Quand fut accompli le temps prescrit par la loi de Moïse pour la purification, les parents de Jésus l’amenèrent à Jérusalem pour le présenter au Seigneur, selon ce qui est écrit dans la Loi : Tout premier-né de sexe masculin sera consacré au Seigneur. Ils venaient aussi offrir le sacrifice prescrit par la loi du Seigneur : un couple de tourterelles ou deux petites colombes.

Or, il y avait à Jérusalem un homme appelé Syméon. C’était un homme juste et religieux, qui attendait la Consolation d’Israël, et l’Esprit Saint était sur lui. Il avait reçu de l’Esprit Saint l’annonce qu’il ne verrait pas la mort avant d’avoir vu le Christ, le Messie du Seigneur. Sous l’action de l’Esprit, Syméon vint au Temple. Au moment où les parents présentaient l’enfant Jésus pour se conformer au rite de la Loi qui le concernait, Syméon reçut l’enfant dans ses bras, et il bénit Dieu en disant :

« Maintenant, ô Maître souverain, tu peux laisser ton serviteur s’en aller en paix, selon ta parole. Car mes yeux ont vu le salut que tu préparais à la face des peuples : lumière qui se révèle aux nations et donne gloire à ton peuple Israël. »

Le père et la mère de l’enfant s’étonnaient de ce qui était dit de lui. Syméon les bénit, puis il dit à Marie sa mère : « Voici que cet enfant provoquera la chute et le relèvement de beaucoup en Israël.
Il sera un signe de contradiction – et toi, ton âme sera traversée d’un glaive – :
ainsi seront dévoilées les pensées qui viennent du cœur d’un grand nombre. »

Il y avait aussi une femme prophète, Anne, fille de Phanuel, de la tribu d’Aser. Elle était très avancée en âge ; après sept ans de mariage, demeurée veuve, elle était arrivée à l’âge de 84 ans.
Elle ne s’éloignait pas du Temple, servant Dieu jour et nuit dans le jeûne et la prière. Survenant à cette heure même, elle proclamait les louanges de Dieu et parlait de l’enfant à tous ceux qui attendaient la délivrance de Jérusalem.

Lorsqu’ils eurent achevé tout ce que prescrivait la loi du Seigneur, ils retournèrent en Galilée, dans leur ville de Nazareth. L’enfant, lui, grandissait et se fortifiait, rempli de sagesse, et la grâce de Dieu était sur lui.

Avec la célébration de cette fête s’achève en Provence la période dite calendale. Et pour bien la marquer, quelques paroisses réalisent une crèche blanche qui reconstitue l’événement décrit par saint Luc. C’est le cas de la paroisse de Saint-Saturnin-les-Avignon.

Sur les photos on reconnaît bien Marie, Joseph et les deux colombes devant le grand-prêtre richement habillé en violet puis le vieillard Syméon qui porte l’enfant Jésus et enfin Anne la vieille prophètesse.
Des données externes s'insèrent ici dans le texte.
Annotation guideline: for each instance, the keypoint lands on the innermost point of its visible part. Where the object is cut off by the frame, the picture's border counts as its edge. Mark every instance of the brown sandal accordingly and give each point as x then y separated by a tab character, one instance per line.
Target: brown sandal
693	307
L’expression « crèche blanche » peut avoir plusieurs origines. C’est la couleur du drap qui servait à cacher la crèche de la Nativité avant qu’on ne la démonte, pour pouvoir exposer la scène de la présentation au Temple. C‘est le parti pris symboliquement à Saint-Saturnin-les-Avignon où l’on voit effectivement deux draps blancs tendus de haut en bas ; la crèche de Noël y reste placée sur sa gauche mais on en a retiré les personnages de Marie, Joseph et Jésus. Pour d’autres, la couleur blanche est celle des colombes offertes au Temple. On peut y voir enfin le symbole de la purification.